Oleh karena itu, “Kehalalan pangan dan konsumsi pangan yang halal menjadi kepedulian, bahkan prioritas para ulama, termasuk kami di Komisi Fatwa MUI,” tandas dosen Fakultas Syariah Universitas Islam Negeri Syarif Hidayatullah ini.
Maka, Ketua PB Al-Wasliyah ini menambahkan, menindak-lanjuti informasi dari LPPOM MUI tentang beberapa restoran terkemuka yang banyak dikunjungi umat, namun belum mendapatkan Sertifikat Halal MUI, para pimpinan MUI dan Komisi Fatwa MUI akan mengadakan Gerakan Nasional Seruan Halal (GNSH).
Selaras dengan peran “Khidmatul Ummah”, pelayanan bagi umat, dan “Himayatul Ummah”, melindungi umat, juga sesuai dengan hasil-hasil Rakernas MUI baru lalu yang mengusung semangat “Meningkatkan Kinerja dan Pelaksanaan Program Prioritas MUI”, maka MUI merancang beberapa program prioritas. Termasuk diantaranya ialah, menghimbau agar para pengurus MUI pusat maupun daerah propinsi sampai kabupaten dan kecamatan, juga Ormas-ormas Islam, para da’i, ustadz dan ulama agar melakukan gerakan bersama, mengingatkan umat dan masyarakat tentang urgensi dan kepedulian akan pangan halal dan mengkonsumsi produk yang telah mendapat Sertifikat Halal MUI,”
Harus berani bertanya
“Setiap kali akan membeli dan mengkonsumsi produk pangan, atau makan di restoran, harus bertanya terlebih dahulu, apakah produk yang dijual telah mendapat Sertifikat Halal MUI. Kita arahkan umat dan masyarakat agar berani bertanya dan mau menolak kalau ternyata produk yang ditawarkan tidak halal. Dan memang harus bertanya,” tegasnya lagi.

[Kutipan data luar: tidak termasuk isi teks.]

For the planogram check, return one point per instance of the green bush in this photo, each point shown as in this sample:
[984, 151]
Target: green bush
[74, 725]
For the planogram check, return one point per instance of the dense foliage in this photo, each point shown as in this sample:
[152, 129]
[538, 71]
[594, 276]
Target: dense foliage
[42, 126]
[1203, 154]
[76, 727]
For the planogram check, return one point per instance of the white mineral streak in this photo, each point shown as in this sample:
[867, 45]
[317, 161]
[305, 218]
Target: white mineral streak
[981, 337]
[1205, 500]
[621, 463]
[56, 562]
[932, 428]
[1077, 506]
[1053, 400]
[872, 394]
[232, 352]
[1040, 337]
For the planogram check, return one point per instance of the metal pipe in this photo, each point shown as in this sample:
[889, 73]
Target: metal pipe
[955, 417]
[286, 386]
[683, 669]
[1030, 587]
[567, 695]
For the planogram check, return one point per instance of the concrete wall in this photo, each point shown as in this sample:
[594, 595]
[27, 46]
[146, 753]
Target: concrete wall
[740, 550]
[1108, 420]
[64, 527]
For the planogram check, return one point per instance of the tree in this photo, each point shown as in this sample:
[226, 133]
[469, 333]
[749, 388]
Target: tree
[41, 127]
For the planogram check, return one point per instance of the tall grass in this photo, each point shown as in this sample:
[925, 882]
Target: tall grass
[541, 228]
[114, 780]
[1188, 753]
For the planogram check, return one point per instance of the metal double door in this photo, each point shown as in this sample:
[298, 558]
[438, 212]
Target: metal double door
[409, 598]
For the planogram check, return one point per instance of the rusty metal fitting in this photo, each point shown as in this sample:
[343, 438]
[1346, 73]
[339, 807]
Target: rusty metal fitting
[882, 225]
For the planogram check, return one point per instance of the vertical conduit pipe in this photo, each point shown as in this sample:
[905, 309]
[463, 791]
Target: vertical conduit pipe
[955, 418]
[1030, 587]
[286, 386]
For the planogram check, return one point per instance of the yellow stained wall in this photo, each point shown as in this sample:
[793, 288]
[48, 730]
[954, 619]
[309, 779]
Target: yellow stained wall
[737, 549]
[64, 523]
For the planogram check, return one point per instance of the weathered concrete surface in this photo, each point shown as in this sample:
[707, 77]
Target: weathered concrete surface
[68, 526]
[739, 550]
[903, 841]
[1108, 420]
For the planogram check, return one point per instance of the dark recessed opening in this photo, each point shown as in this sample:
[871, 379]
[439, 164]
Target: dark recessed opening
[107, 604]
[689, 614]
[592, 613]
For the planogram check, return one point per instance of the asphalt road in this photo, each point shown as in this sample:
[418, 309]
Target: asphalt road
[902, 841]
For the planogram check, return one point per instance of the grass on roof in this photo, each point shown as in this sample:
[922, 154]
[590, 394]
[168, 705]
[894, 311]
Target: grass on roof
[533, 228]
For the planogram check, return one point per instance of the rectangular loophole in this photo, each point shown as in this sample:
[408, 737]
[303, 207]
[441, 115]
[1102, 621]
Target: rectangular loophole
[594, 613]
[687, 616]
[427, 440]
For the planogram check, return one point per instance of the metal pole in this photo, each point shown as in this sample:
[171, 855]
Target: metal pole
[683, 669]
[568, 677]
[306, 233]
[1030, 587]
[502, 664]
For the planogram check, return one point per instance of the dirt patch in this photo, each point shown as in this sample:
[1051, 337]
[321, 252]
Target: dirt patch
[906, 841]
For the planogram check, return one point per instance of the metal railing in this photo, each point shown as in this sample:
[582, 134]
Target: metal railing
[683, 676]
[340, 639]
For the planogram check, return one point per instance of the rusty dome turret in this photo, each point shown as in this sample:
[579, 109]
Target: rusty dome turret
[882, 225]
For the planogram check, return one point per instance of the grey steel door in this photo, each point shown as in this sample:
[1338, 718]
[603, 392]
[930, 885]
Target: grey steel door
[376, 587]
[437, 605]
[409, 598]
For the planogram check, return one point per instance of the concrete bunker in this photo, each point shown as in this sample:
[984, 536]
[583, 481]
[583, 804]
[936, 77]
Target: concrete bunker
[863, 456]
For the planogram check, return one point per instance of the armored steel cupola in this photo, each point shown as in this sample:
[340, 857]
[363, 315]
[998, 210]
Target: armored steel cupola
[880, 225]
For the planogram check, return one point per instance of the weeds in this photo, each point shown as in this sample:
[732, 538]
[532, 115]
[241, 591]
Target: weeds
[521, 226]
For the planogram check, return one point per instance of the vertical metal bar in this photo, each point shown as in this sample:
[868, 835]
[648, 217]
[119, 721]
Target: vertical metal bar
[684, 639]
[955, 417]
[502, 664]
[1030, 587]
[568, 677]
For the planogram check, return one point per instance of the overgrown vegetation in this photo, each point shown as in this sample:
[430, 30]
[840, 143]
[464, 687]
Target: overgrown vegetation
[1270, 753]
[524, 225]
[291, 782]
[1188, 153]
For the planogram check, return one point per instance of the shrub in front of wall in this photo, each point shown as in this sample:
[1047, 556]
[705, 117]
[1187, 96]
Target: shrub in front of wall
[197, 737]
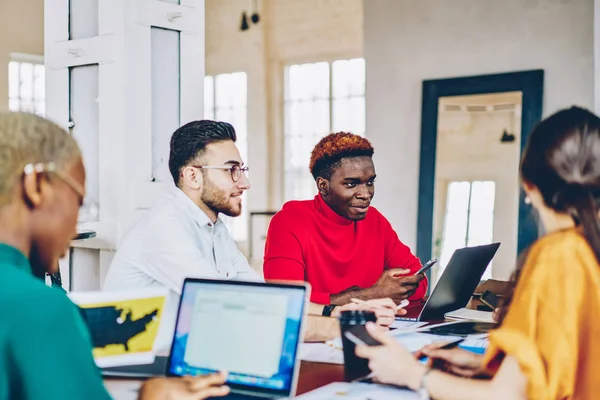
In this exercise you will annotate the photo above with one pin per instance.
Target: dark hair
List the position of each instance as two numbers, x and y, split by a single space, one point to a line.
189 142
562 160
327 155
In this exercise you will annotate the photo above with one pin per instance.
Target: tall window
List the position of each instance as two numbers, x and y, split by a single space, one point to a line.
26 84
320 98
225 99
469 218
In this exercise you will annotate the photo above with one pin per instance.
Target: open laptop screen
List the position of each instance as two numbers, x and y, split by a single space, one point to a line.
251 330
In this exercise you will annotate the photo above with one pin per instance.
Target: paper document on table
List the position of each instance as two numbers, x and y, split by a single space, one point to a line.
359 391
414 341
321 352
407 325
470 315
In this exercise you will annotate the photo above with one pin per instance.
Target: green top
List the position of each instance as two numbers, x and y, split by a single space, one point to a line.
45 347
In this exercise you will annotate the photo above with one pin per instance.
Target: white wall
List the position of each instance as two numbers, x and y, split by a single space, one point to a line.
407 42
21 31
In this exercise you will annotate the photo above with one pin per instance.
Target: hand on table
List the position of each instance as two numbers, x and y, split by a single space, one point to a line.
397 284
391 363
185 388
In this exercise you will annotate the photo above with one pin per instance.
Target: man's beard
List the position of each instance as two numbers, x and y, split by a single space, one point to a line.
218 200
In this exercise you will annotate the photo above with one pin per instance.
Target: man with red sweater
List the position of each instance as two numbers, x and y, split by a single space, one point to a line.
339 244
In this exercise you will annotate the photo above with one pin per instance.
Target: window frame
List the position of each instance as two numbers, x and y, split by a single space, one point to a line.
330 98
244 216
24 58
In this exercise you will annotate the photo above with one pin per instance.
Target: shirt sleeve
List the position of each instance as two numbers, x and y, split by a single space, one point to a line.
51 354
172 254
541 328
399 255
283 256
244 270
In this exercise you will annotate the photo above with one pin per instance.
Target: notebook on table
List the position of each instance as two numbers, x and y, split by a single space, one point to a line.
456 285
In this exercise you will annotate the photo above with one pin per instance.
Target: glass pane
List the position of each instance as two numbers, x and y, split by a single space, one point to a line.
39 82
348 78
40 107
341 115
27 106
166 95
455 224
349 115
308 81
481 214
209 97
13 79
26 81
230 90
230 105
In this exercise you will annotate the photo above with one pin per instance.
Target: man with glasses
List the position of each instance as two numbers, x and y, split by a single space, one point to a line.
182 235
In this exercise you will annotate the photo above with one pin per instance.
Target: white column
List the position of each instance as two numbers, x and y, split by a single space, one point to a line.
122 75
597 56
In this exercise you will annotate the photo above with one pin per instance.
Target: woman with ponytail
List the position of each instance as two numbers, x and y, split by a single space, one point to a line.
548 343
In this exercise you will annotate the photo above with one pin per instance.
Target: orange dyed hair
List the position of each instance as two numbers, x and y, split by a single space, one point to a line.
332 148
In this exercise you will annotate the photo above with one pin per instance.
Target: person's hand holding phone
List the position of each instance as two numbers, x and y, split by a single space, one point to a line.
385 309
397 284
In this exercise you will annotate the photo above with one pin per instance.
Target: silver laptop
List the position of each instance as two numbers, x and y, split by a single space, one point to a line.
251 330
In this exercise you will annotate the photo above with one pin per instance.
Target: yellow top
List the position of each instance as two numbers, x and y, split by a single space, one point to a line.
553 325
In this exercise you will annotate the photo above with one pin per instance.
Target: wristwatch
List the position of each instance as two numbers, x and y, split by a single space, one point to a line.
422 392
327 310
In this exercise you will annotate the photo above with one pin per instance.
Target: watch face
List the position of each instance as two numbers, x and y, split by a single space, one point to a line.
327 310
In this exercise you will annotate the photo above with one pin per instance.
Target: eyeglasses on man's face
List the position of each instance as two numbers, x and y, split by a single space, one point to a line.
234 170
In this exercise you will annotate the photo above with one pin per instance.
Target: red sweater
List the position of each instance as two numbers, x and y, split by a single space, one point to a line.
308 241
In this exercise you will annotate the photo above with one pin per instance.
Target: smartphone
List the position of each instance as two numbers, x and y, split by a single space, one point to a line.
360 336
490 299
427 266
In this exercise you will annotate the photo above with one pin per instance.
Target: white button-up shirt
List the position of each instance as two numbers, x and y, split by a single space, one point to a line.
174 241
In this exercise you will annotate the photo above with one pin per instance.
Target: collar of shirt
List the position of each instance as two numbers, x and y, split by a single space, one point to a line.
328 212
13 257
196 213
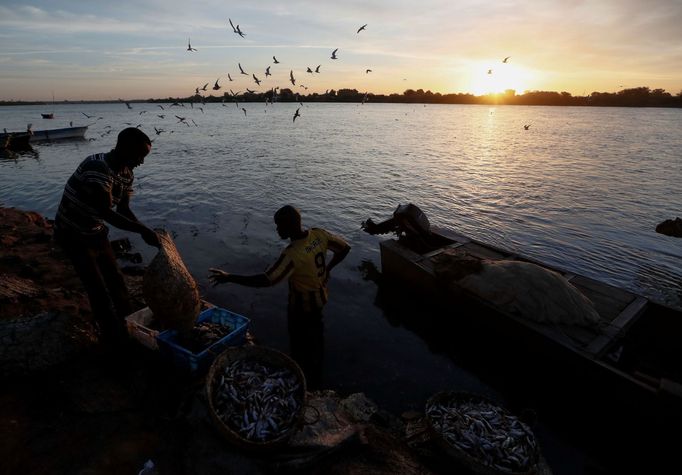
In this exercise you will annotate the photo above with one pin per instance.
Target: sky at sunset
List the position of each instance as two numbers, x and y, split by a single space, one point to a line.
137 50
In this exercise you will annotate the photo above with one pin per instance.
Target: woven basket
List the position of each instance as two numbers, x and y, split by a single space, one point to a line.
267 356
472 463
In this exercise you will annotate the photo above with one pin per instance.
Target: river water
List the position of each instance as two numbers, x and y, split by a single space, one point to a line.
582 189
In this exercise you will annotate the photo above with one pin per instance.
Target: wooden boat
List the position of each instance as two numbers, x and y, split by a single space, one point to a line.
64 133
633 357
18 141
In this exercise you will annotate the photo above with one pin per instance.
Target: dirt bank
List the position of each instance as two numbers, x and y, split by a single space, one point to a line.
65 407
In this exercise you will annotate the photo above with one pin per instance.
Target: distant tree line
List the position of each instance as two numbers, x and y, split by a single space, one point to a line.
631 97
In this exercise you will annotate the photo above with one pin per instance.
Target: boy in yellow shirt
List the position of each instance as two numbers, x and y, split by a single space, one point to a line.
304 263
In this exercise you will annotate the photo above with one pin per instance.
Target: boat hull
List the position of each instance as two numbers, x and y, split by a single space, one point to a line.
635 333
65 133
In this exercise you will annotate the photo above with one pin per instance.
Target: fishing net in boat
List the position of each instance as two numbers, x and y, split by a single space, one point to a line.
519 288
169 289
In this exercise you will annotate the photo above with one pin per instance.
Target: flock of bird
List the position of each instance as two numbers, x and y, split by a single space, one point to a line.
234 96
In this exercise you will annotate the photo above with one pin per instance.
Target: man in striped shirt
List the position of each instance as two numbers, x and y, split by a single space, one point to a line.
304 263
100 183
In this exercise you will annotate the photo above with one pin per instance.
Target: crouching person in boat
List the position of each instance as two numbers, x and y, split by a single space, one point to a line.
304 263
100 182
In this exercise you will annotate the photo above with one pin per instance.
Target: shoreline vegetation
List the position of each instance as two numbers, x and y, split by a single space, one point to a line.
631 97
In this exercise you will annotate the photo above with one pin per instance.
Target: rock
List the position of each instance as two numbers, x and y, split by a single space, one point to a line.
359 407
670 227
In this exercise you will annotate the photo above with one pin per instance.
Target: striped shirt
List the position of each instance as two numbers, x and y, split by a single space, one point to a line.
304 263
76 211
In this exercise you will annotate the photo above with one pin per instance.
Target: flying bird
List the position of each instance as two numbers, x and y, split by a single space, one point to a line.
236 29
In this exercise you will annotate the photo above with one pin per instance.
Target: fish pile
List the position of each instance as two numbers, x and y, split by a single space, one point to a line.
259 402
485 432
203 335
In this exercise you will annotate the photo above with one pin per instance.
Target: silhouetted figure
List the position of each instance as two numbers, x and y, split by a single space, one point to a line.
304 263
100 183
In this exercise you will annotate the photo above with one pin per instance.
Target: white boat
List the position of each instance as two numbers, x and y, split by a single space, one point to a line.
59 134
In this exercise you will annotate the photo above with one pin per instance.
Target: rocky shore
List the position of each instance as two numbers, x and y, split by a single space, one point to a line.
66 408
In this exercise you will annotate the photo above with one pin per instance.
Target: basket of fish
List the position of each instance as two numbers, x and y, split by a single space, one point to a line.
256 396
483 436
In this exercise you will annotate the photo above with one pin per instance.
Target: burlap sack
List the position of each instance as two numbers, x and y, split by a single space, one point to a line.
169 289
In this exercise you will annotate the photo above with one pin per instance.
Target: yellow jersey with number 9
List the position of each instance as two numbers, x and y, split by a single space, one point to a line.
304 263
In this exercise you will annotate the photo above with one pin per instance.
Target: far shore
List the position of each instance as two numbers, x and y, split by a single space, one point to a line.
632 97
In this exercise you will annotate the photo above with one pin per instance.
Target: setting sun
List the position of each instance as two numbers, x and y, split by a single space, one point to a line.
497 78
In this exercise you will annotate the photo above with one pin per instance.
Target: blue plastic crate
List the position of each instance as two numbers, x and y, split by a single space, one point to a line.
199 362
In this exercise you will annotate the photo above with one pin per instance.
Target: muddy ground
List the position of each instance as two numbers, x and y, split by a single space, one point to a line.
68 407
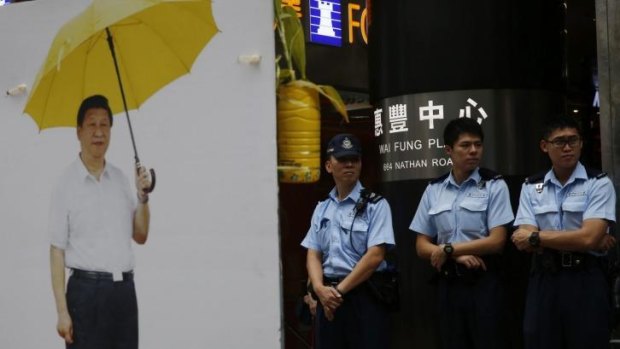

Karena, ia menjelaskan pula, mencari dan mengkonsumsi makanan yang halal itu perintah wajib di dalam Al-Quran. Dan sebaliknya, harus pula menolak makanan yang tidak halal, agar tidak mendapat dosa dengan ancaman siksa neraka itu tadi. Dan kalau ragu-ragu, tentu haruslah ditinggalkan. Karena kalau ragu-ragu, itu berarti Syubhat. Dan kalau berbuat yang syubhat, berarti mendekati atau bahkan bisa berarti berbuat yang haram. Na’udzubillahi min dzalik.
Sebagai implementasinya, MUI Pusat akan membuat surat edaran untuk para pimpinan dan pengurus MUI seluruh Indonesia, juga untuk Ormas-ormas Islam yang akan diteruskan kepada para anggota dan masyarakat luas, tentang aspek yang sangat urgen ini. Hal ini sekaligus sebagai implementasi dari program kerja yang telah dirancang bersama dalam Rakernas.